Autism genetics is a fascinating area. Genomic variants certainly play some roles in some forms of the condition, but they haven’t been easy to pin down convincingly.

autism genetics
Autism genetics research: “Study design for parsing the phenotypic heterogeneity of autism and deciphering the genetic factors contributing to individual presentations. A GFMM was trained on a matrix of probands (n = 5,392 individuals) by phenotype (239 features describing item-level and composite phenotypic measure data). We describe four data-driven classes of autism that exhibit differing phenotypic presentations and trait patterns. These four subclasses were further characterized by external validations and genetic analyses.” Litman, et al. Part of Fig. 1. Nat. Genetics 2025.
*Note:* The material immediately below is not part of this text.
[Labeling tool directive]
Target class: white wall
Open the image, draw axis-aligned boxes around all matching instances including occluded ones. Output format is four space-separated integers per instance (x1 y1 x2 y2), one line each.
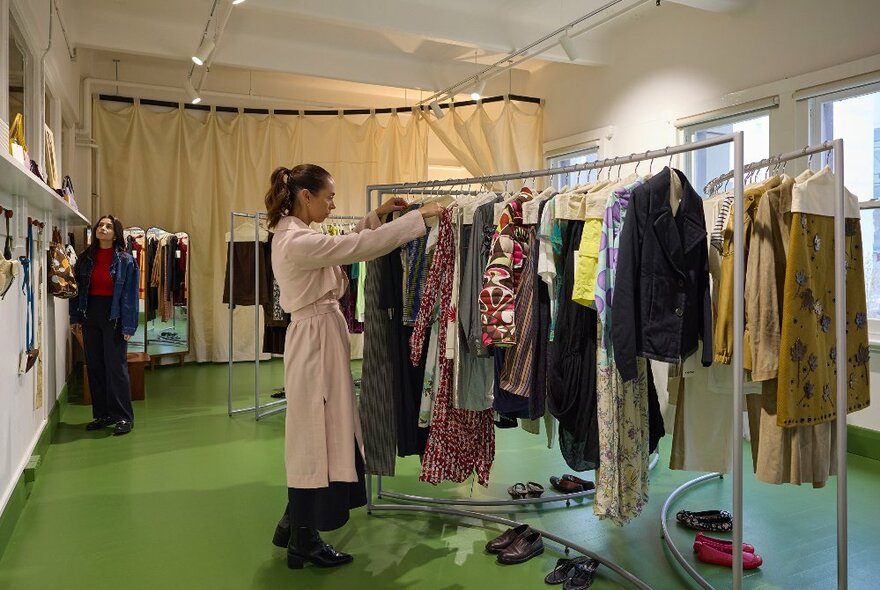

A recent Nature Genetics paper,  Decomposition of phenotypic heterogeneity in autism reveals underlying genetic programs, provides some new insights into the types of genes that may impact the development of autism and how it manifests.

They “describe four data-driven classes of autism” The outwardly apparent heterogeneity in people with autism is linkable at least in part to variability in genetic programs in the four groups.

Environmental exposures including in utero are also important here too and highly complex on their own. But they also interact with genetic factors too.

A better understanding of all of these dense interconnected layers of mechanisms in theory could help some people with autism in concrete ways. For instance, it’s possible that care for those who seek it out will vary by group.

Research teams that have been trying to find effective autism “treatments”, efforts that have struggled so much including in the cell therapy space, might determine that some approaches could benefit one group but not others. I put “treatment” in quotes because there also has been concern over a “cure” mantra about autism including from some researchers.